Just as our 60 minutes were coming to an end (each gorilla family gets one set of visitors per day for one hour), the mother turned her back to us like clockwork, telling us it was time to head out. As I made my way through the low-lying bushes, a blackback decided to take a break from his snack time and walked directly past me. All of these moments combined felt like a fever dream, and on our way out as red-tailed monkeys hopped between canopies, Saidi asked if we were ready for another trek. Not today, of course, but yes, I was chomping at the bit for the next day’s outing.

Photo: Courtesy of Abercrombie & Kent

Photo: Courtesy of Abercrombie & Kent
While gorilla trekking is undoubtedly the key attraction here, Gorilla Forest Lodge also offers other outdoor activities like birding (over 350 species) and waterfall hikes, along with cultural immersions with the Batwa and Bakiga communities. While I had hoped to partake in the latter, my plans were thwarted when it began to pour as we approached the lodge. So instead, I sat down with a hotel team member to learn more about Abercrombie & Kent’s philanthropic arm. Beyond employing locals, the company makes a concerted effort to positively impact the community. In Bwindi, that comes in the form of expanding the local primary school and supporting 15 other schools, providing safe drinking water with LifeStraw-filtered tanks, and giving scholarships and resources to the nearby nursing school.
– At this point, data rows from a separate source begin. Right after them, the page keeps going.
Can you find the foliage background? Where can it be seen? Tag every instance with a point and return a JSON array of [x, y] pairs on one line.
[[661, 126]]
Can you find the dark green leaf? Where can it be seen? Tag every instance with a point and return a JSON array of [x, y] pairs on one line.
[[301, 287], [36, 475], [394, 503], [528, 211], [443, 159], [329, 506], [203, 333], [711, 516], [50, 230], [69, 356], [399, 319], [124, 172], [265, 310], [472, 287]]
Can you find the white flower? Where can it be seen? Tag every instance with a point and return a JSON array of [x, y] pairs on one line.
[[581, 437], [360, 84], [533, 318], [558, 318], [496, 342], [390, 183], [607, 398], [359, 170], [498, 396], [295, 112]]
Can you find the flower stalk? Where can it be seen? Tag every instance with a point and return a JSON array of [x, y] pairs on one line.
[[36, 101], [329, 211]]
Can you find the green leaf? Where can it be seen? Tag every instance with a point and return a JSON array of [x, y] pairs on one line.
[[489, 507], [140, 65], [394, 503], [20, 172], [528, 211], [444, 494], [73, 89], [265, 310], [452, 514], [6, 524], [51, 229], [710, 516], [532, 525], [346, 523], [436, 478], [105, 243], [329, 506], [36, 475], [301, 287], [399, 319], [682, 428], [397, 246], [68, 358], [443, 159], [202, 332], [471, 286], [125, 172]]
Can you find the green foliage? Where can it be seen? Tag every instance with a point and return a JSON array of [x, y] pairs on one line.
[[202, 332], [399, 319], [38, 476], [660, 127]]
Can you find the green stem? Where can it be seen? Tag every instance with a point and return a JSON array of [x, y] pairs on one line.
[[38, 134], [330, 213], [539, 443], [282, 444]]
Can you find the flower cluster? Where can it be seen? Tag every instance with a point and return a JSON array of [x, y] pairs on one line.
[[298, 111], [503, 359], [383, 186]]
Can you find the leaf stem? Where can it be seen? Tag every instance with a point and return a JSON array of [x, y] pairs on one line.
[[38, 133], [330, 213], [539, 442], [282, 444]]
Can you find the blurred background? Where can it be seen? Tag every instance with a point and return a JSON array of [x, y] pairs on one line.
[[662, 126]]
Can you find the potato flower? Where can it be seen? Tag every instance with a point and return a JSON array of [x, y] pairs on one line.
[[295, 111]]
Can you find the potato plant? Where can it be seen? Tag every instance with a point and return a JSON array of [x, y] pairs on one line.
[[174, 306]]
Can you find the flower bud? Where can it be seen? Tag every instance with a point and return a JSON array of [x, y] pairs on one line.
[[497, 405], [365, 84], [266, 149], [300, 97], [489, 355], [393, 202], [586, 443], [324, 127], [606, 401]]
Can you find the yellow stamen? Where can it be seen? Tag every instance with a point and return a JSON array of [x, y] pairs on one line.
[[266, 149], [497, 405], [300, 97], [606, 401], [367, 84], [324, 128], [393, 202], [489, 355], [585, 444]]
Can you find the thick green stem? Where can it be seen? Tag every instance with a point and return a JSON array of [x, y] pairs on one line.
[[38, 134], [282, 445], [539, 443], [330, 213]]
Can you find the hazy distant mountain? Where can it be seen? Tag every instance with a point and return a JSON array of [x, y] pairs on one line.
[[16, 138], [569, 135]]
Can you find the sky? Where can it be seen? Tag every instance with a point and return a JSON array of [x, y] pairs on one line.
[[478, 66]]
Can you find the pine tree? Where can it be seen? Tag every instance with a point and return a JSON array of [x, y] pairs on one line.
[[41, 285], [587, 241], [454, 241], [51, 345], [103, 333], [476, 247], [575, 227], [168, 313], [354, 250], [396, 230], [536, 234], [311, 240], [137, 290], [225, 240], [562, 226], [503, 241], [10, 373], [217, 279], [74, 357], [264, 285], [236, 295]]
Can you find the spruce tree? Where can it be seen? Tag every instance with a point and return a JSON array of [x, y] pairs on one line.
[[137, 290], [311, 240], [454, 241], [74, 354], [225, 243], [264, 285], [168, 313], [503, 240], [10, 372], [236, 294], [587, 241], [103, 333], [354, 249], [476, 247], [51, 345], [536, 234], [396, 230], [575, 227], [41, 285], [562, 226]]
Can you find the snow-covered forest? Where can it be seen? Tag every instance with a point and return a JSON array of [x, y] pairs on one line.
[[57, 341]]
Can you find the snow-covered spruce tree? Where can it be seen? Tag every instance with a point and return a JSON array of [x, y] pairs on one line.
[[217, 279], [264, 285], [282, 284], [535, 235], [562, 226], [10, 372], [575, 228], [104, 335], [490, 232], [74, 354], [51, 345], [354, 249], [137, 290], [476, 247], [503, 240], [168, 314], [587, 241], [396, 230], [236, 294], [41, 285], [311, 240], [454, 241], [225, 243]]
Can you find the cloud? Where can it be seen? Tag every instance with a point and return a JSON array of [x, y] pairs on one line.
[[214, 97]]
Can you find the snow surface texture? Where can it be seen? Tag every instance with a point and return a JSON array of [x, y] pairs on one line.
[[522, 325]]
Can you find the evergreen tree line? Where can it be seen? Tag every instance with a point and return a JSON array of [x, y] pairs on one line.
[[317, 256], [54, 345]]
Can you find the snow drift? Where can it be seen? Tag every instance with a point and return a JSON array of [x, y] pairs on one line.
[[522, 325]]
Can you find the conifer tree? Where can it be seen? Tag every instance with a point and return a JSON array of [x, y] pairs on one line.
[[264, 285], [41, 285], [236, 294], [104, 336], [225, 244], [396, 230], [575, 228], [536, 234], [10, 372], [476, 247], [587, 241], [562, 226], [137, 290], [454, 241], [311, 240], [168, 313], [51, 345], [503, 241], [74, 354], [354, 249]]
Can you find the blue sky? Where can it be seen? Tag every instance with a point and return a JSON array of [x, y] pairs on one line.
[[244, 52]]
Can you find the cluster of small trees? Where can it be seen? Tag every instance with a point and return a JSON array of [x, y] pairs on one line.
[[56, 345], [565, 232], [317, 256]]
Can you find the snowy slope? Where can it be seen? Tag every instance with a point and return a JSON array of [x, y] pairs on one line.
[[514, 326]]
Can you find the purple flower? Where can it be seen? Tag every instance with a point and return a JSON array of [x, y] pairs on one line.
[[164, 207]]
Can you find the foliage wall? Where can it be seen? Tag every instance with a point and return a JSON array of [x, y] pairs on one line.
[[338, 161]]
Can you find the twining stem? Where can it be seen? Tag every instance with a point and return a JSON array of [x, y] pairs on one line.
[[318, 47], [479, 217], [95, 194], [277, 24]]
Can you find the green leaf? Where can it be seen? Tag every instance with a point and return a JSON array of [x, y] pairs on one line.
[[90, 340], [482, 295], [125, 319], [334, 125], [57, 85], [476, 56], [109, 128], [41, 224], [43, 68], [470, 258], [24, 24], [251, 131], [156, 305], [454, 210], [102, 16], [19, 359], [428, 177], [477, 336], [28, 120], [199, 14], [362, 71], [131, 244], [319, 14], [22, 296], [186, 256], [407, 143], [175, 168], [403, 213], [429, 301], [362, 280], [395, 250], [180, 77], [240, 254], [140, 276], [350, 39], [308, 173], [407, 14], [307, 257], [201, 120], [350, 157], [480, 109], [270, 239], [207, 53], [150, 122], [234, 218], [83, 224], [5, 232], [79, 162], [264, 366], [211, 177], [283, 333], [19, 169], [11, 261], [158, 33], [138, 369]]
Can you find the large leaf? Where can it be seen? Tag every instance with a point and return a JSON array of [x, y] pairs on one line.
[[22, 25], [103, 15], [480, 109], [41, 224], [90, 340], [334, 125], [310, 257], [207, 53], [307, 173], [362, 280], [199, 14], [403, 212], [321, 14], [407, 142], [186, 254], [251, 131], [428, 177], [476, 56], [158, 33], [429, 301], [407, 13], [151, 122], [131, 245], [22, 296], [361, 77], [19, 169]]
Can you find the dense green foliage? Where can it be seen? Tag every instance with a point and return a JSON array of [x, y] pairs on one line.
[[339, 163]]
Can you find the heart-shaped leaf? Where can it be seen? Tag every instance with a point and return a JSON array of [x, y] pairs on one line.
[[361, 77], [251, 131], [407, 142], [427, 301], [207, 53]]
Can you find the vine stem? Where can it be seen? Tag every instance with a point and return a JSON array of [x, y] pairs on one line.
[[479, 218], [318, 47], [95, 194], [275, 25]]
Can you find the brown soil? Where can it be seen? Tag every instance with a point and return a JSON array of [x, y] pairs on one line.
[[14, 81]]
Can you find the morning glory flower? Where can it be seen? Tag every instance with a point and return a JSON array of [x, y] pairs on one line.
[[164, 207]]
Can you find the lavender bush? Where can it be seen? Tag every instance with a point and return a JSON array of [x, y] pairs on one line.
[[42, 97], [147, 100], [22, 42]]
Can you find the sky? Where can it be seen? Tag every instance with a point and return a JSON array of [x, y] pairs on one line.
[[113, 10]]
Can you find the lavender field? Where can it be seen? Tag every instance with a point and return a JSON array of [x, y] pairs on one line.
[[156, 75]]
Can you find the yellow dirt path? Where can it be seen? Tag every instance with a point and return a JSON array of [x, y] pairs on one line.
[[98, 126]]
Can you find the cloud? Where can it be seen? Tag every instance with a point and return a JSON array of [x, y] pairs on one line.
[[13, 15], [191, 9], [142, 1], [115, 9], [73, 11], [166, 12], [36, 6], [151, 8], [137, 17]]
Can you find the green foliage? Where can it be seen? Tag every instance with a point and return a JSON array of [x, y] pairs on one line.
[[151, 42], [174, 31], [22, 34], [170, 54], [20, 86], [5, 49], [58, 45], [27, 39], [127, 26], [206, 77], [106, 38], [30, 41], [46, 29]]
The next morning called for another trek, and we were assigned Saidi once more. To my surprise, it was an even shorter hike than the day before, but this time we were surrounded by the wild jungle. This silverback, Kavuyo, was being groomed by a female while six other gorillas were munching on leaves in the treetops. There was a Tarzan moment as one swung down a vine. The stark contrast of settings created an entirely different experience that had me curious what other treks could look like. But at last, this was our final day, and we returned to the lodge to unwind by the fire pit, recounting the last couple of days to the tunes of a live harp.
On our final day, we departed before the crack of dawn, and unexpected road work led us to take the long way around. Truly the scenic route, we passed by the same mountains we saw the days before on our way to the gorillas. As we chased sunrise, the sky shifted from a pastel pink to a bright orange. I looked out the window in awe one last time, with flashbacks of the gorillas and the community that makes this all possible running through my mind. And all I could hope was that one day, I would be lucky enough to return.